Sejauh ini, PPHN direkomendasikan agar ditetapkan melalui UU, bukan dengan mengamendemen terbatas UUD 1945. Amendemen terbatas tidak direkomendasikan karena justru dikhawatirkan dapat membuka kotak pandora dan memicu munculnya usulan-usulan lain di luar haluan negara.
”Kami sedang menunggu balasan kesediaan waktu dari Partai Amanat Nasional, Partai Golkar, dan Partai Kebangkitan Bangsa,” tutur Jazilul.
Usulan penguatan MPR
Dalam pertemuan dengan pengurus pusat PPP, Ketua MPR Bambang Soesatyo mengaku mendapat masukan terkait penguatan kelembagaan dan kewenangan MPR. Hal ini bertujuan agar eksistensi MPR semakin diakui dan MPR juga bisa mengambil berbagai keputusan strategis untuk bangsa Indonesia.
”Optimalisasi tugas, wewenang, serta penguatan lembaga MPR bisa dilakukan melalui berbagai cara, antara lain konsensus nasional yang melibatkan DPR dan DPD dengan cara joint session, melalui revisi UU MD3 (MPR, DPR, DPD dan DPRD), atau melalui amendemen konstitusi,” ujar Bambang.
DOKUMENTASI MPR
Ketua MPR Bambang Soesatyo bertemu dengan Ketua Umum Partai Persatuan Pembangunan (PPP) Suharso Monoarfa di kantor DPP PPP di Jakarta, Jumat (1/7/2022). Pimpinan MPR belakangan tengah gencar bersilaturahmi dengan sejumlah partai politik dalam rangka menyerap aspirasi terkait Pokok-pokok Haluan Negara atau PPHN.
Menurut Bambang, pandangan PPP tentang pentingnya penguatan kewenangan MPR juga sejalan dengan salah satu pandangan pakar hukum tata negara, Jimly Asshiddiqie. Jimly pernah menyampaikan bahwa pelaksanaan tugas MPR dalam melantik presiden dan wakil presiden sebagaimana diamanatkan dalam Pasal 3 Ayat 2 konstitusi hingga kini belum dilaksanakan secara konkret. Sebab, nyatanya tidak pernah ada peristiwa Ketua MPR melantik presiden dan wakil presiden.
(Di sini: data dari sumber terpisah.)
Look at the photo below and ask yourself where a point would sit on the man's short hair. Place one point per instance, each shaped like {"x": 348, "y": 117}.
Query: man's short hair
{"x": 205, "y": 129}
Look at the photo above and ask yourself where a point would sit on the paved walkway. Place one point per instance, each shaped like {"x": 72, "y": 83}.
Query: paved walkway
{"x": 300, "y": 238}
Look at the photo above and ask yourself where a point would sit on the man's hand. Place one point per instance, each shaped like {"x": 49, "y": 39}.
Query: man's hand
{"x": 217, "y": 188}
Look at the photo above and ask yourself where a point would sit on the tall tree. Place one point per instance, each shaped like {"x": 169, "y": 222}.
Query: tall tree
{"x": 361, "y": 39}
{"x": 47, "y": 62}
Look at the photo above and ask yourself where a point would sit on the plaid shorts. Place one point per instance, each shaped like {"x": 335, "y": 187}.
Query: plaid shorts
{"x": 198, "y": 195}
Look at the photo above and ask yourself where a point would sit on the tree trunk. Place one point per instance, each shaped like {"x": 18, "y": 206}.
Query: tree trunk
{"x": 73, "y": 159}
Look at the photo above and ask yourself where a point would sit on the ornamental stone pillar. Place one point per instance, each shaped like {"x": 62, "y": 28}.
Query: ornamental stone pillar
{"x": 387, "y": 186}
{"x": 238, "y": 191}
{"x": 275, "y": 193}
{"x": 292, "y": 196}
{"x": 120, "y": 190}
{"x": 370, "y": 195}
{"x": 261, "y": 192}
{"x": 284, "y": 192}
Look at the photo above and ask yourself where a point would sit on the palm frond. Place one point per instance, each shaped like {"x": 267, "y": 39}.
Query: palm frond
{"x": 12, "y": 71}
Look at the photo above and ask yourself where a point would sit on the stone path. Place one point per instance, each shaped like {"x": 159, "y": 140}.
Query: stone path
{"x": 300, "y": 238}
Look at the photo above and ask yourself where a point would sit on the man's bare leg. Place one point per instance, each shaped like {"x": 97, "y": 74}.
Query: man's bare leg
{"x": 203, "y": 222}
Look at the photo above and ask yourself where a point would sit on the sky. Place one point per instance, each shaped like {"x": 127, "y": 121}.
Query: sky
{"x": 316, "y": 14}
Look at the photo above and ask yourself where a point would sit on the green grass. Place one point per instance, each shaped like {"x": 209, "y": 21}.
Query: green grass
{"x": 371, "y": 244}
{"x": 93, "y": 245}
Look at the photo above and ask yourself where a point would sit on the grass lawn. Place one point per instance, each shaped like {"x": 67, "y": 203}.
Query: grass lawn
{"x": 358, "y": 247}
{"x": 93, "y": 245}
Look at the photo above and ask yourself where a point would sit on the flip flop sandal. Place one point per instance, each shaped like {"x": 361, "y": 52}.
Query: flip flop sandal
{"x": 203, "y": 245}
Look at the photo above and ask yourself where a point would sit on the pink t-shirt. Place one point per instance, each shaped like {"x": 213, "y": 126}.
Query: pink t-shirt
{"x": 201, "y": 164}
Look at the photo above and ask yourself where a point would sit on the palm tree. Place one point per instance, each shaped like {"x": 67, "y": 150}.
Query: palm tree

”Prof Jimly menilai, selama ini yang terjadi adalah Ketua MPR hanya membuka sidang, kemudian mempersilakan presiden dan wakil presiden mengucapkan sumpah jabatannya sendiri, tanpa dipandu oleh Ketua MPR. Alangkah baiknya jika ke depan, Ketua MPR sebagai representasi kelembagaan MPR yang merupakan wujud kedaulatan rakyat bisa memandu pembacaan sumpah jabatan presiden dan wakil presiden sesuai yang diamanatkan konstitusi,” ujar Bambang.
Wakil Ketua Umum Partai Golkar ini menambahkan, sebagai lembaga inklusif, MPR memiliki posisi penting sebagai penjaga gawang konsensus politik nasional, khususnya berkaitan dengan perubahan konstitusi, pelantikan presiden dan/atau wakil presiden, serta memberhentikan presiden dan/atau wakil presiden dalam masa jabatannya menurut konstitusi.
ANTARA FOTO/POOL/AKBAR NUGROHO GUMAY
Presiden Joko Widodo menerima pimpinan MPR di Istana Merdeka, Selasa (8/7/2020).
Namun, inkoherensi sistem perwakilan politik akibat amendemen keempat konstitusi menyebabkan fungsi MPR melemah dan hanya sebatas sebagai sidang gabungan (joint session). Hal ini menyebabkan hakikat perwakilan dan permusyawaratan dalam sistem politik mengalami deviasi dan ketidakjelasan.
”Deviasi dalam kehidupan kenegaraan itu menyebabkan politik nasional seolah-olah hanya wewenang DPR dan Presiden dalam pengajuan rancangan undang-undang dan/atau dalam menetapkan kebijakan yang berkaitan dengan hajat hidup orang banyak. Tidak ada lembaga negara yang memiliki fungsi penyeimbang politik sebagaimana prinsip dalam sistem bikameral,” kata Bambang.
Utusan golongan
Dalam pertemuan antara pimpinan MPR dan jajaran pengurus Nasdem, Bambang mengaku mendapat usulan dari Ketua Umum Partai Nasdem Surya Paloh agar utusan golongan yang sebelum amendemen UUD 1945 masuk dalam MPR perlu dipertimbangkan untuk bisa kembali memiliki wakil di MPR. Dengan begitu, keanggotaan MPR tidak hanya terdiri dari DPR dan DPD.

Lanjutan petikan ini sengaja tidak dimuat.